Volkes in der repräsentativen Demokratie durch die Volksvertreter, in der direkten Demokratie durch die Teilnahme der Wähler an der politischen Entscheidung wirksam ist. Sinkt die Wirksamkeit der Volksvertretung gegenüber der Exekutive im Bewußtsein der Wähler, dann entartet die parlamentarische Demokratie, das heißt das Selbstbestimmungsrecht des Volkes, immer mehr zu einer Fassade, hinter der die Staatsgewalt der Exekutive bestenfalls noch mit der Gerichtsbarkeit, aber nicht mehr mit der Volksvertretung tatsächlich geteilt wird. Wenn man einer solchen Entwicklung nicht von Anfang an entschieden entgegentritt, wenn sich nicht Frauen und Männer bereitfmden, in der Öffentlichkeit immer wieder ohne Rücksicht auf etwaige Folgen für ihre Person, sich gegen diese Entwicklung zu wenden, solange ihnen die Respektierung der Freiheitsrechte des Bürgers dazu das Recht und die Möglichkeit bieten, dann wird auch in den Staaten, die die parlamentarische Demokratie noch erhalten haben, die Ausübung der Staatsmacht immer stärker an die Regierung und ihren Behördenapparat übergehen.

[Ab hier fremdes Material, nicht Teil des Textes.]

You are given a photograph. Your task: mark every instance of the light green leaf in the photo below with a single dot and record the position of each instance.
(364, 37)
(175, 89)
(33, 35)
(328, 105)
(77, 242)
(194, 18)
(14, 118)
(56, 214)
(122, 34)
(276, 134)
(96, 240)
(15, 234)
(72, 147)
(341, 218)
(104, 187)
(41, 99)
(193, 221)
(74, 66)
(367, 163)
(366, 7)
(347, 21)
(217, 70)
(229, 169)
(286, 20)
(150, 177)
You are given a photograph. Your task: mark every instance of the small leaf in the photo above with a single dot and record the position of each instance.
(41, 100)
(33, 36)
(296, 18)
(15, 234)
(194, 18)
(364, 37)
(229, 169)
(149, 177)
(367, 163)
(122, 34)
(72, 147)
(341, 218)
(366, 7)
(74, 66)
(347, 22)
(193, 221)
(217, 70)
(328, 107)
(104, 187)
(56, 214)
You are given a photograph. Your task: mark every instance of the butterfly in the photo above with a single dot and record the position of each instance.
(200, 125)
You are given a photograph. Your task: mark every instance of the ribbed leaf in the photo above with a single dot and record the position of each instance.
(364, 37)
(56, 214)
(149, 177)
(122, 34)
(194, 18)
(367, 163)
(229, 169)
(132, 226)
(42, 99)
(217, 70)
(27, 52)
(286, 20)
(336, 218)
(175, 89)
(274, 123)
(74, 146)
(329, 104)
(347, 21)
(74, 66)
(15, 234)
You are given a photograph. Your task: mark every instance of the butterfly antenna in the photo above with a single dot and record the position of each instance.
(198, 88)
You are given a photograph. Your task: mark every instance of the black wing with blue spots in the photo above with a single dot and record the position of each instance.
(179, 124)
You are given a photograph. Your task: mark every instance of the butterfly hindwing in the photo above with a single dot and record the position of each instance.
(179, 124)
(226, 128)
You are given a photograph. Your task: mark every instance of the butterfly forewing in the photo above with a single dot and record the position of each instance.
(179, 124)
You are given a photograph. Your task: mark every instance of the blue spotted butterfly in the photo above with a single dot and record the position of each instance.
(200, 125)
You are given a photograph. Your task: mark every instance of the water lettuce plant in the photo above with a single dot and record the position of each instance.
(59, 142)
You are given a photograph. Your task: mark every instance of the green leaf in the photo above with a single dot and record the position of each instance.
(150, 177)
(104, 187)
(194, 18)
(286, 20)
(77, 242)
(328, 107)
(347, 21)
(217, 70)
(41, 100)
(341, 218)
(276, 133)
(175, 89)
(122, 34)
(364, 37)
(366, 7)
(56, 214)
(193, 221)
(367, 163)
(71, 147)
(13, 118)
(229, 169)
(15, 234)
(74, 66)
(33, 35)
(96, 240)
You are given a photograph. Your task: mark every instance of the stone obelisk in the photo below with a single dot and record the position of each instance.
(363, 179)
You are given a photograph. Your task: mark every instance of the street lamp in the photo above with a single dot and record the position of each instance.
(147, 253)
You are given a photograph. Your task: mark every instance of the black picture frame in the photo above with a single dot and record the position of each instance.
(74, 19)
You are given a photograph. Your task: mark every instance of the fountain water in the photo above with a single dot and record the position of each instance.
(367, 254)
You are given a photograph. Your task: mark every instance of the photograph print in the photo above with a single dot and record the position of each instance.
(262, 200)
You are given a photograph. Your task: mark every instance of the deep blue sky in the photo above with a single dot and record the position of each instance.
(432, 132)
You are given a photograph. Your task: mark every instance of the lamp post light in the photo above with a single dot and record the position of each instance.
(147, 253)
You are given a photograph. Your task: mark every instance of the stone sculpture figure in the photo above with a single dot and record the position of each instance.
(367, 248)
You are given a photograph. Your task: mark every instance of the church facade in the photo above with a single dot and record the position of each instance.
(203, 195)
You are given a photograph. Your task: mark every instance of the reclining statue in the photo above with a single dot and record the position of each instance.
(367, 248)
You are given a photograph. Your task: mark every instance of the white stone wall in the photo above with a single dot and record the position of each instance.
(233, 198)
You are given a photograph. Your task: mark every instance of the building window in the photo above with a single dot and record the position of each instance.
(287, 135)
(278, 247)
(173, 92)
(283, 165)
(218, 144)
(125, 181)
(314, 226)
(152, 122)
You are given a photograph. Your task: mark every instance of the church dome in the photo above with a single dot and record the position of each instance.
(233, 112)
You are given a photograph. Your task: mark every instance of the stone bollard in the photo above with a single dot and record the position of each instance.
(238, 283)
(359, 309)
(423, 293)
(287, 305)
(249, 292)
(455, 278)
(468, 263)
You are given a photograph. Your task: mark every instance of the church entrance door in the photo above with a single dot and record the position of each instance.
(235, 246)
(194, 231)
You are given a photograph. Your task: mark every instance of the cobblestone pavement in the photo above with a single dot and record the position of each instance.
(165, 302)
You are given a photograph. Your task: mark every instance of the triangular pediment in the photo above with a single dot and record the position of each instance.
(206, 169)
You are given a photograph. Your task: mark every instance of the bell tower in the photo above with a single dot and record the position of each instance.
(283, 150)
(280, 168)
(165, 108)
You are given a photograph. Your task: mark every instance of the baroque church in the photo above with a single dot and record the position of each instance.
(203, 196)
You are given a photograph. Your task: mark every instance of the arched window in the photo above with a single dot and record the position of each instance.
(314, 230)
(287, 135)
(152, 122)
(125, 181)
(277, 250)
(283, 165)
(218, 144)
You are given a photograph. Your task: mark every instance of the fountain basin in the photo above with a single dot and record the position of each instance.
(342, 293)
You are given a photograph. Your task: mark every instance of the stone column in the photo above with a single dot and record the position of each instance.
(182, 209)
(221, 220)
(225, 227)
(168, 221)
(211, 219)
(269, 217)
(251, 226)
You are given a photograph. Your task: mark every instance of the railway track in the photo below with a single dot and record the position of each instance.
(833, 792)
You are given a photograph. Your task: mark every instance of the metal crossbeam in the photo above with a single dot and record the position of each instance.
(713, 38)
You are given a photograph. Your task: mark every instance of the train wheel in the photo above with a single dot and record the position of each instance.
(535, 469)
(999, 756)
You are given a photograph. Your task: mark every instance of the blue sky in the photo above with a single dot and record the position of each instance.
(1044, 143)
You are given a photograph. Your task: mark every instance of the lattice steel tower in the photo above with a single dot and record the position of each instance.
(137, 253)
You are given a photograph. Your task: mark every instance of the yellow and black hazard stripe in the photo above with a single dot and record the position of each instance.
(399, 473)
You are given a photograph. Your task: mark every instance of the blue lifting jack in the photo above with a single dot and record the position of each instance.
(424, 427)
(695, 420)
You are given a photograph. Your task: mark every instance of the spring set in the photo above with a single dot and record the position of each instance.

Die Bedeutung des Selbstbestimmungsrechts des Volkes durch eine starke Volksvertretung, ist jener Generation am deutlichsten zum Bewußtsem gekommen, die in ihrer Jugend den Untergang der Demokratie durch eine Gewaltherrschaft erlebte und für die Wiederherstellung der Volksrechte einen leidvollen und opferreichen Kampf führen mußte. Das Ausscheiden der Männer und Frauen dieser Generation aus der demokratischen Öffentlichkeit, nicht nur aus dem parlamentarischen Leben, macht die Weitergabe dieser Lebenserfahrungen durch die nachfolgende Generation immer schwieriger. Die Weitergabe der Erfahrungen durch die lebenden und noch dazu fähigen Angehörigen der Wiederaufbaugeneration, erscheint daher immer notwendiger.